Dental clinics offer excellent services in the major cities of the country. Their facilities and small prices attract many foreigners, which led to a development of dental tourism to Romania. It is often said that Europeans coming to Romania for their dental care save up to 70% of the services’ costs in their home country.

Food is another important aspect that you should pay attention to. Make sure that your meat is fully cooked (boiled, roasted etc). Avoid raw or rare steaks, which are more frequent during the summer and in the touristic restaurants, due to the big number of orders. Generally, the Romanian cuisine is very tasty but high in fat, so don’t exaggerate with the mici or sarmale. Depending on how accustomed you are with this type of food, diarrhoea and stomach cramps can occur. Diarrhoea is the most common disease among travellers. Although easier forms of the disease do not require medication, seek treatment or medical attention in case of aggravation.

Tap water is generally considered safe to drink, but it’s better to prevent than to cure. Bottled water is widely available and it is not expensive either. Take the necessary cautions especially if you stay in a rural area or in a smaller town, as the water quality can vary. In the former case, drinking-water wells are the major source of water. We recommend not to drink water from these wells, as well as water from mountain springs.

Safety

The main risk a tourist faces is being charged more than the cost of a certain product or service. This practice, through which prices are sometimes doubled or even tripled, is common in restaurants, small shops and taxis.
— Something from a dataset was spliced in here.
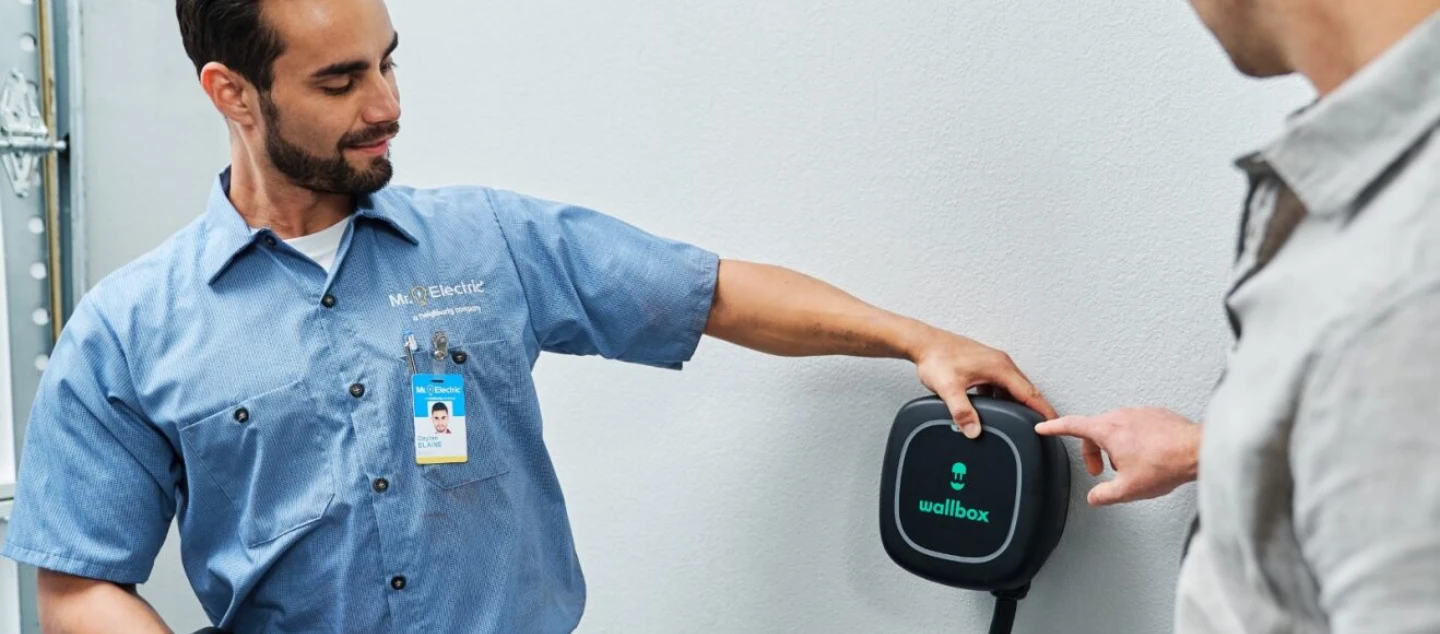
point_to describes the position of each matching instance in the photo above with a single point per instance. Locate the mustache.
(370, 136)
It is better to have Romanian money (lei) with you and to request to see the bill or other form of written document before paying.
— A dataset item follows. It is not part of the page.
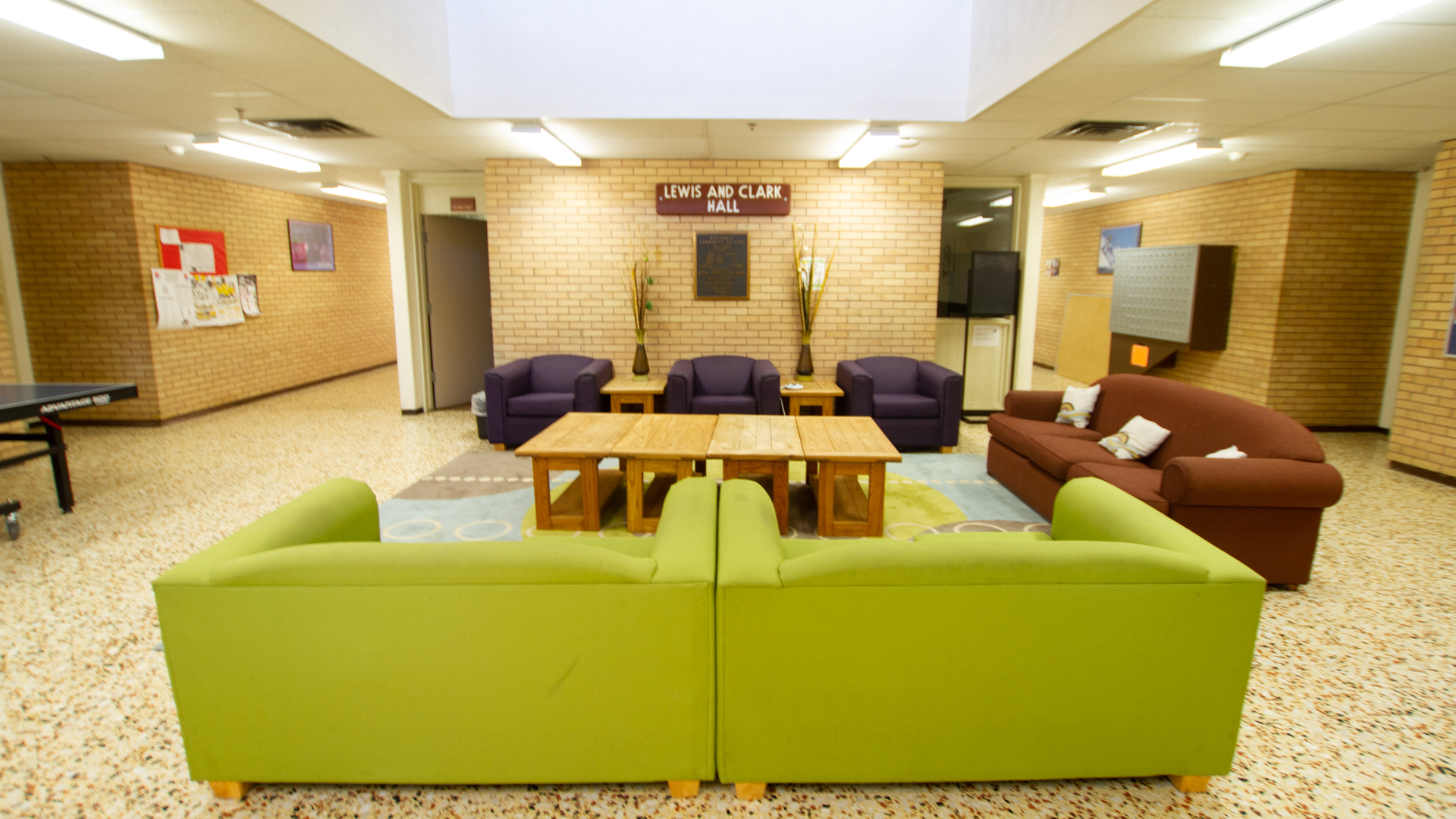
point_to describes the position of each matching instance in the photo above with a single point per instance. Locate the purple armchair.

Avoid crowded places (buses, squares), as there are big chances to have your wallet lifted by pickpockets, especially in the touristic areas. We know this is a bit silly piece of advice, but don’t talk to strangers! No, we don’t refer to the fact that you should not talk and get in touch with the locals, but that you should ignore people accosting you on the street to give you advice or to offer their services. Do not leave your belongings unattended and keep your eyes wide open when you withdraw money from the ATMs. It is a good idea to have copies of your documents in safe places, so that you can replace them in case of theft.

Stray dogs are another problem that you might meet with in most of the Romanian cities, especially in the big ones and in Bucharest. Try staying away from the small alleys, especially after nightfall. Do not wear headphones or listen to music, as it may prevent you from hearing the dogs barking – the signal of a possible dog attack. Although most of the dogs are harmless, you should know that, in case you get bitten, you have to go to a hospital as soon as possible.